This year, the eleventh Real Estate and Capital Markets Network (ReCapNet) conference took place at ZEW Mannheim on 14 and 15 November. Around 40 international researchers discussed current findings on the subject of real estate asset pricing. Keynote speeches and presentations of research papers focused on questions relating to pricing and the risks of real estate investments.

Group picture of the participants of the 11th ReCapNet Conference at ZEW
The participants of the 11th ReCapNet conference at ZEW in Mannheim came from all over the world.

In his keynote speech, Professor Jacob Sagi from the University of Northern Carolina at Chapel Hill addressed the latest developments in research on real estate asset pricing for capital investments in commercial real estate. In the first part of his presentation, Professor Sagi focused on the pricing of individual properties, presenting an approach for a model that takes into account search costs, random matching of supply and demand, and the typically low liquidity of the real estate market. The second part of his presentation was devoted to the topic of price and risk modelling in the context of portfolios.

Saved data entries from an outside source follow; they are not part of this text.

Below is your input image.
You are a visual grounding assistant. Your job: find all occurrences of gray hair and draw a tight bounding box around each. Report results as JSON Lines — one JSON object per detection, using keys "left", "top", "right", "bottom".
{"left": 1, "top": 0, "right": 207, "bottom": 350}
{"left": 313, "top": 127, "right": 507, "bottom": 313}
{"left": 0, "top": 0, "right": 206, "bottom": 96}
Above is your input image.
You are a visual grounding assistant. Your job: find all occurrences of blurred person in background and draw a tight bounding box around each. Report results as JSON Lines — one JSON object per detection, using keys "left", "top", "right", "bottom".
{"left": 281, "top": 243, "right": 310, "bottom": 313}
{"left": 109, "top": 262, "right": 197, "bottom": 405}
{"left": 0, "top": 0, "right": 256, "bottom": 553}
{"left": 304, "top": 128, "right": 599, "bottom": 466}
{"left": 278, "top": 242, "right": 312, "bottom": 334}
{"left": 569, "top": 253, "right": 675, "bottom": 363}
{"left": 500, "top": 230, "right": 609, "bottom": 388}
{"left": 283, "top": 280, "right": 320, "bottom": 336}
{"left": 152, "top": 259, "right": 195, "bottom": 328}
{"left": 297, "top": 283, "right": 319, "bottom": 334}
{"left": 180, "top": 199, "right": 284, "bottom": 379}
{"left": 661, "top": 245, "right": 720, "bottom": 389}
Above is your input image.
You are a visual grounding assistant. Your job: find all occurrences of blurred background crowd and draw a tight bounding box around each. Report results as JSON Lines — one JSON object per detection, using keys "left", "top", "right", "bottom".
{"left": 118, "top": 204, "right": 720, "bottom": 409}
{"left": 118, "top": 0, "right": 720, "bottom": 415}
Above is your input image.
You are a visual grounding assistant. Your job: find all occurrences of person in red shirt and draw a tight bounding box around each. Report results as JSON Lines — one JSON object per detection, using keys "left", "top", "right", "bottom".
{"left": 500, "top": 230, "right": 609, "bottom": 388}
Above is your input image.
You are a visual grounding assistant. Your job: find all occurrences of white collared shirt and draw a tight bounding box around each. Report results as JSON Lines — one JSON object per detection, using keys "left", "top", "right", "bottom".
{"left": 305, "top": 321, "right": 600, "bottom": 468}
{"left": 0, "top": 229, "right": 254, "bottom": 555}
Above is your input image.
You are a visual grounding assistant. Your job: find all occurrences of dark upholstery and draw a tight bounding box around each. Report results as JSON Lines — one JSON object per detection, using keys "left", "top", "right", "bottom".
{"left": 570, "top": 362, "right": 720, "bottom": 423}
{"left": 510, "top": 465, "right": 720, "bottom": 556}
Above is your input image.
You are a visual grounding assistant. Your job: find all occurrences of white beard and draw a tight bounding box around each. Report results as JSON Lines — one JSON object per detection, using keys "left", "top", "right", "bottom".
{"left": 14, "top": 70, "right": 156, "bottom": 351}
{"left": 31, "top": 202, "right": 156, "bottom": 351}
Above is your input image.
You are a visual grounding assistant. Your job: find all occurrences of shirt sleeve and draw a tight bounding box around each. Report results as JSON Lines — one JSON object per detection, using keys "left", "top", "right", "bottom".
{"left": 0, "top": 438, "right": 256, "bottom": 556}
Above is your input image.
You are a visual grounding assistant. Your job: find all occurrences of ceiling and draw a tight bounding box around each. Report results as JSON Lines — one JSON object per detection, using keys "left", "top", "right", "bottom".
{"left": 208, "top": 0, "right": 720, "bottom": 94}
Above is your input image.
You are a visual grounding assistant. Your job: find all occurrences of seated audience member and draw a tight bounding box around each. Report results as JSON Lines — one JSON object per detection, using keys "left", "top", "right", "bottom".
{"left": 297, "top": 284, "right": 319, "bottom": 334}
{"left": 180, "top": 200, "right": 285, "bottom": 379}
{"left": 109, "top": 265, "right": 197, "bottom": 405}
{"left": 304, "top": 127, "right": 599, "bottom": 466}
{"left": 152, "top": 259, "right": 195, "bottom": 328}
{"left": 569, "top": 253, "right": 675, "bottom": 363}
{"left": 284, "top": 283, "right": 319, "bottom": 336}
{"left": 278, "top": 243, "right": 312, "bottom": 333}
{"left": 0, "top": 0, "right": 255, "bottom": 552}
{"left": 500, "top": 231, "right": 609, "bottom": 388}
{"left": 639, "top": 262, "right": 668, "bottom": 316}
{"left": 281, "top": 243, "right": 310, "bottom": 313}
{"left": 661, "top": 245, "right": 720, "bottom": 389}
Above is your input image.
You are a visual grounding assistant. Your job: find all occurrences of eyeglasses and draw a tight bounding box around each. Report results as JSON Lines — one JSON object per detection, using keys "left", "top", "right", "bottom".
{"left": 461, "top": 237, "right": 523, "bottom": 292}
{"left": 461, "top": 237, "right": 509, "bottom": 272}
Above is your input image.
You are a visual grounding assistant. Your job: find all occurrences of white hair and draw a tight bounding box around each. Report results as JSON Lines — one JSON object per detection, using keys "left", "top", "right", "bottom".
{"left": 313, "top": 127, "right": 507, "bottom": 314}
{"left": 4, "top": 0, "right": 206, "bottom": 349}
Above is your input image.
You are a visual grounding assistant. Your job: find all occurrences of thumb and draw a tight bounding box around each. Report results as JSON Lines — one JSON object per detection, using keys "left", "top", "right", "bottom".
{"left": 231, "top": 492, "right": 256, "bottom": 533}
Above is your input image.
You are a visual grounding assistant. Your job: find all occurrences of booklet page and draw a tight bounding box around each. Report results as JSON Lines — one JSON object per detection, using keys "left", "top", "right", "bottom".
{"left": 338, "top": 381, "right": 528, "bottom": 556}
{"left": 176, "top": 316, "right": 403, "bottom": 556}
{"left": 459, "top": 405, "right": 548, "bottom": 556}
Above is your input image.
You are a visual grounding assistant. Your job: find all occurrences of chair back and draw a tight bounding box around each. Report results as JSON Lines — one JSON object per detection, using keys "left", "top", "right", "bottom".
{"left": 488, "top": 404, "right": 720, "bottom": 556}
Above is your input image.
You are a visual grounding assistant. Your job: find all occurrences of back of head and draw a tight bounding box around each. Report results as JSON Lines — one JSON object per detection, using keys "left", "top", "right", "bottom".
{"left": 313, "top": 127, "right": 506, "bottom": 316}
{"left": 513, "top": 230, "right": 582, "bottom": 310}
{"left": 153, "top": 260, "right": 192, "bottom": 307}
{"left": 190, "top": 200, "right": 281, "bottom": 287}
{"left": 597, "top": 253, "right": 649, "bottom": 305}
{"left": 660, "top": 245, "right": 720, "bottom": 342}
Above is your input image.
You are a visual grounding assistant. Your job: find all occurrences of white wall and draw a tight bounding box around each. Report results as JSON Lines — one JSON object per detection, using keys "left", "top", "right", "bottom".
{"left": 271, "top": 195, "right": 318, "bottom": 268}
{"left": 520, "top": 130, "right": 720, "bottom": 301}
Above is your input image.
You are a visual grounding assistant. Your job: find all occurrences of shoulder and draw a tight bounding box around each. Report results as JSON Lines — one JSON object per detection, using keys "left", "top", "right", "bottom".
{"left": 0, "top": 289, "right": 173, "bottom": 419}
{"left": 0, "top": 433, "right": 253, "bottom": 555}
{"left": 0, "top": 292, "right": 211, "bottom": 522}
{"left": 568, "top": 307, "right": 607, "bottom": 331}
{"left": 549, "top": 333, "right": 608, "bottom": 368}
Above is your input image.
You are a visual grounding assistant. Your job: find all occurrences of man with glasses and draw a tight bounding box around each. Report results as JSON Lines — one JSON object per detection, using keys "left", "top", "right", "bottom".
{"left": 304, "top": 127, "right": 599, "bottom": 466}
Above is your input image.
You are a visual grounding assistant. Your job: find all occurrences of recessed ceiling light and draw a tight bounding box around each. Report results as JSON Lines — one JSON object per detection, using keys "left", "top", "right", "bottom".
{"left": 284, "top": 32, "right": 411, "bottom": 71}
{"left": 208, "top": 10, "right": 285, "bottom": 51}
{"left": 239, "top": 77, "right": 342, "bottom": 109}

He pointed out that determining market beta for real estate portfolios is hardly possible because real estate is not traded regularly, and the commonly used indices to reflect market prices do not have the necessary statistical characteristics. Professor Sagi therefore developed an alternative approach for determining the impact of macroeconomic risks on the pricing of real estate portfolios, taking into account economic, inflation, and interest rate risks.

Research papers on current problems of real estate asset pricing

Twelve research papers were presented in the course of the ReCapNet conference, which discussed the following questions, among others:

  • Is the risk of Real Estate Investment Trusts (REITs) concentrating spatially on certain regions in their investment properties rewarded in terms of future returns?
    The study showed that REITs with a stronger spatial concentration generate, on average, a higher return than REITs with a broader geographical diversification.
  • Are there special asset pricing models that better explain the share prices of real estate companies than the standard asset pricing models?
    The Fama-French model, extended by a momentum factor, is the standard model for the explanation of stock returns and price risks. In the study presented, this model was extended by a factor that reflects the spatial distance of investments by real estate companies (most of them REITs). As a significant explanatory factor the spatial distance should be considered when measuring risk, in addition to the factors of the standard model.
  • How strong is the influence of regional and local factors on real estate prices?
    A study on the US housing market showed that the influence of regional and local factors on prices is less pronounced than previously assumed. Only in 39 of 179 US metropolitan regions do local risk factors have a significant impact on the formation of house prices. Conversely, the impact of US-wide risk factors on the housing market appears to be higher than previously thought. Moreover, there is no significant correlation between house prices and share prices; real estate thus significantly contributes to increasing the risk diversification of equity portfolios.

ReCapNet conference offers opportunity for scientific exchange

This year’s conference again offered the opportunity for an in-depth scientific exchange and discussion of the latest research results from the established research network at ZEW. The concept of the conference – concentrating on current research topics from 30 to 40 selected international participants working at the intersection of real estate and capital markets – has proven successful. The next ReCapNet conference is scheduled to take place on 12 and 13 November 2020 and will focus on real estate markets and their interaction with global trends such as urbanisation and demographic change. The corresponding call for papers will be published in spring 2020.